For the fine arts he seems to have cared little, and his memory has suffered in consequence of this neglect. Angelo Bronzino is said to have painted him during the life of his father, but the only original portrait I have ever found of him is a miniature in the Pitti Palace. Bernardo Tasso was the laureate of his court, and we shall mention, in chapter L., the friendly welcome extended to that fortune-stricken bard during part of his life-long struggle. Bernardo Capello and Pietro Aretino were among his guests; and Ludovico Domenichini of Piacenza, having dedicated to him an Italian translation of Plutarch's Lives, visited Urbino in 1555 to present the work to his patron.

Guidobaldo left by his first wife one daughter,—

Virginia, married in 1560 to Count Federigo Borromeo, whose premature death is said to have frustrated a project of his uncle, Pius IV., for investing him with Camerino. She afterwards married Ferdinando Orsini, Duke of Gravina, and, dying in childbed, left to her father about 180,000 scudi.

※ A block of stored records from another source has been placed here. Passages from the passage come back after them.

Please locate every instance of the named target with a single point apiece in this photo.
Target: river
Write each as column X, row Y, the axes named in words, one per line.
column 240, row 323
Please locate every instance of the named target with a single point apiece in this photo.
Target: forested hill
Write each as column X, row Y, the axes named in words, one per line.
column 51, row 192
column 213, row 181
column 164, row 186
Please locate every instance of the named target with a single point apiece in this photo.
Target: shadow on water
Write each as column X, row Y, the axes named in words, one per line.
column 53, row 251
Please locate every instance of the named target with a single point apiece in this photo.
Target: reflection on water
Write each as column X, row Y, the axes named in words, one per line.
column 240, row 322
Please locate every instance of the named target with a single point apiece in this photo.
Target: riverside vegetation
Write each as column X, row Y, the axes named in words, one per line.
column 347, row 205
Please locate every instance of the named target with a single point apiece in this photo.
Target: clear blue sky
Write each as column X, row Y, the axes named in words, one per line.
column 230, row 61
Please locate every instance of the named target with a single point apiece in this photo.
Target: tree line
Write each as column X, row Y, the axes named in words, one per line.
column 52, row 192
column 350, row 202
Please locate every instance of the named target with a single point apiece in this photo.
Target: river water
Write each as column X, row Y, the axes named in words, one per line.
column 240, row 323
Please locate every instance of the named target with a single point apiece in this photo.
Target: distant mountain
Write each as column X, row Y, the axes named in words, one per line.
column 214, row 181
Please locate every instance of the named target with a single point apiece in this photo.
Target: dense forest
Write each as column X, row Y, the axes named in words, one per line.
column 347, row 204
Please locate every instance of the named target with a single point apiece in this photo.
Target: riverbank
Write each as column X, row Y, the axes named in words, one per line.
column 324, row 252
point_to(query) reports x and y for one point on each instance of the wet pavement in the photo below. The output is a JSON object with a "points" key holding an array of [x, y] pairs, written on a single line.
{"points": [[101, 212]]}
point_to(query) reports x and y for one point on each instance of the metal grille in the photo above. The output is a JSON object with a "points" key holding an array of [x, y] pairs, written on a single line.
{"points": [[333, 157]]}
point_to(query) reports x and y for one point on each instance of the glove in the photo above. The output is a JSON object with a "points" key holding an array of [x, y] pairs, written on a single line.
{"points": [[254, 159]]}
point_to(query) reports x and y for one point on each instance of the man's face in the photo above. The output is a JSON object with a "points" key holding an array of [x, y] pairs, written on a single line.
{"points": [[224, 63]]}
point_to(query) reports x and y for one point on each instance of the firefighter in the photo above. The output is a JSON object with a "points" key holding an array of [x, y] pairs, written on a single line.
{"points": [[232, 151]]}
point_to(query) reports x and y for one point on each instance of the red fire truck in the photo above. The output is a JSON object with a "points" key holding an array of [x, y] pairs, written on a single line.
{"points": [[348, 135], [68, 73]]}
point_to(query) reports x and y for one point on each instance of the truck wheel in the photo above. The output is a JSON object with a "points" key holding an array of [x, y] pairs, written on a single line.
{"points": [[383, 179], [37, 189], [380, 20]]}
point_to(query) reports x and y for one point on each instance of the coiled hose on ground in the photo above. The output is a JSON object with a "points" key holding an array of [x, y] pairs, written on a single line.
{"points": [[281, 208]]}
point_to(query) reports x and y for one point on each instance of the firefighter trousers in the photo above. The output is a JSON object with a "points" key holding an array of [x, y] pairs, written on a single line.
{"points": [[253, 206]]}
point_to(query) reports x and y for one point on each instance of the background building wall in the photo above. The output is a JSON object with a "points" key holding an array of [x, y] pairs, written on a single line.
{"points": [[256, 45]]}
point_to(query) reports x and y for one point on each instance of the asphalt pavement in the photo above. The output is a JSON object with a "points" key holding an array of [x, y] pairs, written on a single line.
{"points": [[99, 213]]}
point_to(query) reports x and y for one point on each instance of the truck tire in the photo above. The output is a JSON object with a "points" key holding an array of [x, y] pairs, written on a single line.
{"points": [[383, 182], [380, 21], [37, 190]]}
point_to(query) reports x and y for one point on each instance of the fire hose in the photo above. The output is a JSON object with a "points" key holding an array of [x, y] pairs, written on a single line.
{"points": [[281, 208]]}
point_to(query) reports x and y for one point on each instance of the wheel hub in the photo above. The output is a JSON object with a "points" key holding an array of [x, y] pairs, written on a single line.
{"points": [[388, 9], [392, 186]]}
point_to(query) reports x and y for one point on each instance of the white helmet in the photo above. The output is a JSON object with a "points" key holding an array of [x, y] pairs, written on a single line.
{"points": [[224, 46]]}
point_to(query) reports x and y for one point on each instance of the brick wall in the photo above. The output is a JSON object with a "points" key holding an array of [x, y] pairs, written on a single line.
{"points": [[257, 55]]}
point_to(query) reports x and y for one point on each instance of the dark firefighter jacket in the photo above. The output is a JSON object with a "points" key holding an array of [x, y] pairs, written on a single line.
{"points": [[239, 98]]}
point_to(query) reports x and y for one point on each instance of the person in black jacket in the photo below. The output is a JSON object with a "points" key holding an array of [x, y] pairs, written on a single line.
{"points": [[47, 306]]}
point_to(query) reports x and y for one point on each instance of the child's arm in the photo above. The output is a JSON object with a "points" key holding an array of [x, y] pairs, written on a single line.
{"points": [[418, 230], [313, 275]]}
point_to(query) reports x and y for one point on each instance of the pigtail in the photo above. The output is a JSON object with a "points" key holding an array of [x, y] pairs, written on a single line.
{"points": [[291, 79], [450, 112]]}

The children of his second marriage were,—

1. Francesco Maria, his heir.

2. Isabella, married in 1565 to NicolÒ Bernardino di Sanseverino, Prince of Bisignano, a Neapolitan nobleman, with a fine fortune, but greatly encumbered. She was a princess of generous and attractive character, and died in 1619 without surviving issue.

3. Lavinia, said in the Venetian Relazione of Zane to have been betrothed to Giacomo Buoncompagno natural son of Gregory XIII., but the nuptials never took place. She afterwards married Alfonso Felice d'Avalos d'Aquino, Marquis of Guasto, son[*75] of the famous Vittoria Colonna, and died in 1632, aged seventy-four.

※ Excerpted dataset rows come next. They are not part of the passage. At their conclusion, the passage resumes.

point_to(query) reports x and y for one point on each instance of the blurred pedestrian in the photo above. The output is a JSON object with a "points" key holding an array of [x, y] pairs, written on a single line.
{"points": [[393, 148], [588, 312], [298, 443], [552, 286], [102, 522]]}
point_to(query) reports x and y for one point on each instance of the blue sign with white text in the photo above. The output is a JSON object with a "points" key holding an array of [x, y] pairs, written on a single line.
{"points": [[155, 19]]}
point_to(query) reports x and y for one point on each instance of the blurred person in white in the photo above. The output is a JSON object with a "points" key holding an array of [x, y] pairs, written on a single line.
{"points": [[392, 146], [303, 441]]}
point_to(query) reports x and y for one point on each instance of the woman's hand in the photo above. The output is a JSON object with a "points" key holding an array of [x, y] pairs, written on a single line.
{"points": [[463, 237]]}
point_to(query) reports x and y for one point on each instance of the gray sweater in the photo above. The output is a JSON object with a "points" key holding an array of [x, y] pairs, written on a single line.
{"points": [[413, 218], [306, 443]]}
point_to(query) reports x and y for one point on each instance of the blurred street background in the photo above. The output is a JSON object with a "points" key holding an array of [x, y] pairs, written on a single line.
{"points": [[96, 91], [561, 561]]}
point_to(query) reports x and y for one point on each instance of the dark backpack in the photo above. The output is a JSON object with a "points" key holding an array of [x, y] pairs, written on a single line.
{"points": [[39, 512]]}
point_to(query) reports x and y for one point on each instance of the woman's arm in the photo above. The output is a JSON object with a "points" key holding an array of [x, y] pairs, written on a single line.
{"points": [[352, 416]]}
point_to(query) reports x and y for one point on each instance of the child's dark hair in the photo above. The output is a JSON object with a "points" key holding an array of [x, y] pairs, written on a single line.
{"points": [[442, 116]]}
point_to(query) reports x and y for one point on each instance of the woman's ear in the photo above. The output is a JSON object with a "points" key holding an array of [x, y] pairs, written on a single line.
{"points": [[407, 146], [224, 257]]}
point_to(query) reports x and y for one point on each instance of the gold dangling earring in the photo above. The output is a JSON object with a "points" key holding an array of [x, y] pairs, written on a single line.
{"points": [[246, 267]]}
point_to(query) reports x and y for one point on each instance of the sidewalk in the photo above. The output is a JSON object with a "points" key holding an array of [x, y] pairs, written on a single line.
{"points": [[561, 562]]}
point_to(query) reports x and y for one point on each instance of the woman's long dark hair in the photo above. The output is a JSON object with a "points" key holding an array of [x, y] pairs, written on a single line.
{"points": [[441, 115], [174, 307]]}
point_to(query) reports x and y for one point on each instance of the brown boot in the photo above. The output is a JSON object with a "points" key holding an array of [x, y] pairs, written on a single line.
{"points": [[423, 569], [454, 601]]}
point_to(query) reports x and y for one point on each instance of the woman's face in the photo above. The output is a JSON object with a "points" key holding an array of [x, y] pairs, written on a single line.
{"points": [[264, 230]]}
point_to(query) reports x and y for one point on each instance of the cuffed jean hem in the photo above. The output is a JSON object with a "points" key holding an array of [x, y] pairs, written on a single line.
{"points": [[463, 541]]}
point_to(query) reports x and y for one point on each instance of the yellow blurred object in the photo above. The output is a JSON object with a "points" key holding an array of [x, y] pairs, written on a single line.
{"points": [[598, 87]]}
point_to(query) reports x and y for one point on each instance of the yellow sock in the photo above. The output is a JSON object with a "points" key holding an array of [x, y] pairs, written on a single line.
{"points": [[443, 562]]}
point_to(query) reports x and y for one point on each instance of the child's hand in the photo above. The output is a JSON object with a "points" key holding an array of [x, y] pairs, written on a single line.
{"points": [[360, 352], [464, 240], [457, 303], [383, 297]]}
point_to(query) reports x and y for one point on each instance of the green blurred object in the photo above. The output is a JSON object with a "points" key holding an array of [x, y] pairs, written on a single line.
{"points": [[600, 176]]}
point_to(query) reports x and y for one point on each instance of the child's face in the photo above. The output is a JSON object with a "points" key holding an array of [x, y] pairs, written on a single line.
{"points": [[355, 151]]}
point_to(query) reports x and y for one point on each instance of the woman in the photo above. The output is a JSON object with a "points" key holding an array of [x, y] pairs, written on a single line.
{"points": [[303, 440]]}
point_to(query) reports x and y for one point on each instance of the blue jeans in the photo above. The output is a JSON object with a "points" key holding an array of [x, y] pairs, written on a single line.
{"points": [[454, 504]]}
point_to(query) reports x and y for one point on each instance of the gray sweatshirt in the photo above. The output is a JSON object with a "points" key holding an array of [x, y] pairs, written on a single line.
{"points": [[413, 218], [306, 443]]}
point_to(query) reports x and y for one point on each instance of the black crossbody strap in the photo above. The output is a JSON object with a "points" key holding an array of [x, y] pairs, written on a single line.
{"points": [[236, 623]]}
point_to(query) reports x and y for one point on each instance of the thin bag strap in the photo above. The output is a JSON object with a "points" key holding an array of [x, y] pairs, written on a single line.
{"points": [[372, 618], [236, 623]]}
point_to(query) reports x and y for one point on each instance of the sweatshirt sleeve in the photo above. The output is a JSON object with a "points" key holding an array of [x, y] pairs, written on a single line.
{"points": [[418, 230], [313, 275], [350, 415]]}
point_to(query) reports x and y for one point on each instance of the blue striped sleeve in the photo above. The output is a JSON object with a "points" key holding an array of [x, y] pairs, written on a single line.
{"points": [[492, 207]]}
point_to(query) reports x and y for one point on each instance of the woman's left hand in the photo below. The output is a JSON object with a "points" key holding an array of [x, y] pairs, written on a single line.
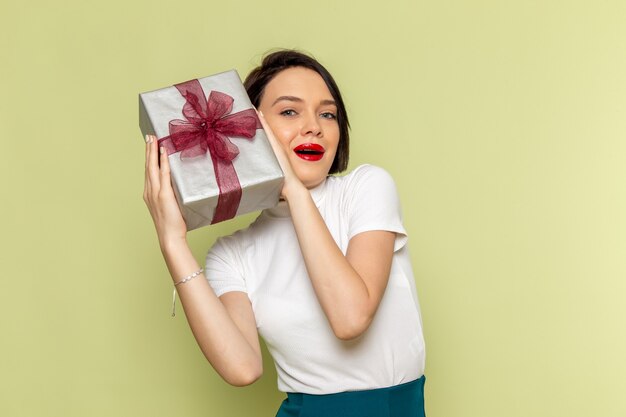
{"points": [[291, 179]]}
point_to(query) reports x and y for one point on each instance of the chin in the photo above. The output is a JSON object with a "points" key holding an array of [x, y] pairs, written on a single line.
{"points": [[311, 179]]}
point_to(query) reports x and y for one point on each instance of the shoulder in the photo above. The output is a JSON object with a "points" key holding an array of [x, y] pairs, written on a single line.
{"points": [[365, 178]]}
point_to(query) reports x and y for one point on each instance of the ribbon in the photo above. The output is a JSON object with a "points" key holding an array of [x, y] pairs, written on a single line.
{"points": [[207, 127]]}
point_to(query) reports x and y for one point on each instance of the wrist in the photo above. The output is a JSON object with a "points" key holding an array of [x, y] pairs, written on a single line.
{"points": [[173, 244], [294, 191]]}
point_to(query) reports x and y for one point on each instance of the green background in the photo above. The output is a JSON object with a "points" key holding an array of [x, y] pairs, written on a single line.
{"points": [[503, 123]]}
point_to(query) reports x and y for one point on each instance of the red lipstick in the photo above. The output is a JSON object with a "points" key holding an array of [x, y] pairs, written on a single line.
{"points": [[309, 151]]}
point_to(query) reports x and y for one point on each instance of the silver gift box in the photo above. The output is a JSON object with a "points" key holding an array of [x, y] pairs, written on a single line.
{"points": [[193, 179]]}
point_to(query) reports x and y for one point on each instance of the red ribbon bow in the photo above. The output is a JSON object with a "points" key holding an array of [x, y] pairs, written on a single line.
{"points": [[207, 127]]}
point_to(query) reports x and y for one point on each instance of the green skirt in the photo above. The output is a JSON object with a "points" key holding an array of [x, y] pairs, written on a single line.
{"points": [[405, 400]]}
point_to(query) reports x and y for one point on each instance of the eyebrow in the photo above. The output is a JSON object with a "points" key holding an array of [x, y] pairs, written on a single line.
{"points": [[299, 100]]}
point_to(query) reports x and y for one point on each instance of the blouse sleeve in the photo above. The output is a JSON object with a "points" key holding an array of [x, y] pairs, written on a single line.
{"points": [[372, 203], [223, 268]]}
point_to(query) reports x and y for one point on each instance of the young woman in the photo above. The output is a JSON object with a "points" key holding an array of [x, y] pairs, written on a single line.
{"points": [[325, 277]]}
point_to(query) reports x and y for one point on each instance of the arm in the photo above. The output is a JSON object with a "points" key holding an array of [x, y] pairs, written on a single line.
{"points": [[349, 288], [224, 327]]}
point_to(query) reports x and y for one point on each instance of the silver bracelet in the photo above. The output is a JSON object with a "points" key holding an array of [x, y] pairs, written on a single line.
{"points": [[182, 281]]}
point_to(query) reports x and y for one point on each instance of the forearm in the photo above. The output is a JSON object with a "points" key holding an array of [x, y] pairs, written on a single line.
{"points": [[341, 291], [235, 358]]}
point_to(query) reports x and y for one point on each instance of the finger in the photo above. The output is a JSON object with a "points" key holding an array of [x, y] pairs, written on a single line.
{"points": [[164, 173], [153, 164], [280, 153], [146, 188]]}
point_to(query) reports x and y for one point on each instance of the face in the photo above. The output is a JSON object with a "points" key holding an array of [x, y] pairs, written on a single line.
{"points": [[303, 116]]}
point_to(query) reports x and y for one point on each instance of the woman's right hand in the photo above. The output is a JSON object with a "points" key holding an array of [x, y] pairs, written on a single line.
{"points": [[159, 196]]}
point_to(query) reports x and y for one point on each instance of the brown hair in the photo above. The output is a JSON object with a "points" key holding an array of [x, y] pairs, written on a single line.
{"points": [[278, 61]]}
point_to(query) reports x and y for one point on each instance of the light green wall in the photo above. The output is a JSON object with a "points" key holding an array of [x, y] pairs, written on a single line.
{"points": [[503, 123]]}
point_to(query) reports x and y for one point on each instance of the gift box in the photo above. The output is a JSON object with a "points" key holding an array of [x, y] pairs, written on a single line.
{"points": [[222, 164]]}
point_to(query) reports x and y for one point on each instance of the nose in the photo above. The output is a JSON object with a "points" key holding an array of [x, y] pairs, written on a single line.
{"points": [[311, 125]]}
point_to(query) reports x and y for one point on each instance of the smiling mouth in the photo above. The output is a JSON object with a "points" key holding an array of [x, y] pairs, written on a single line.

(From similarity of name, this princess has been confused with her second cousin Lavinia Franciotti della Rovere, wife of Paolo Orsini, whose intimacy with Olympia Morata is well known to those who trace the quickly smothered seeds of Protestantism in Italy.)

Guidobaldo left also two natural daughters,—

1. ——, married, first, to Count Antonio Landriano of Pesaro; secondly, to Signor Pier-Antonio da LunÀ of Castella, in the Milanese.

2. ——, married to Signor Guidobaldo Renier.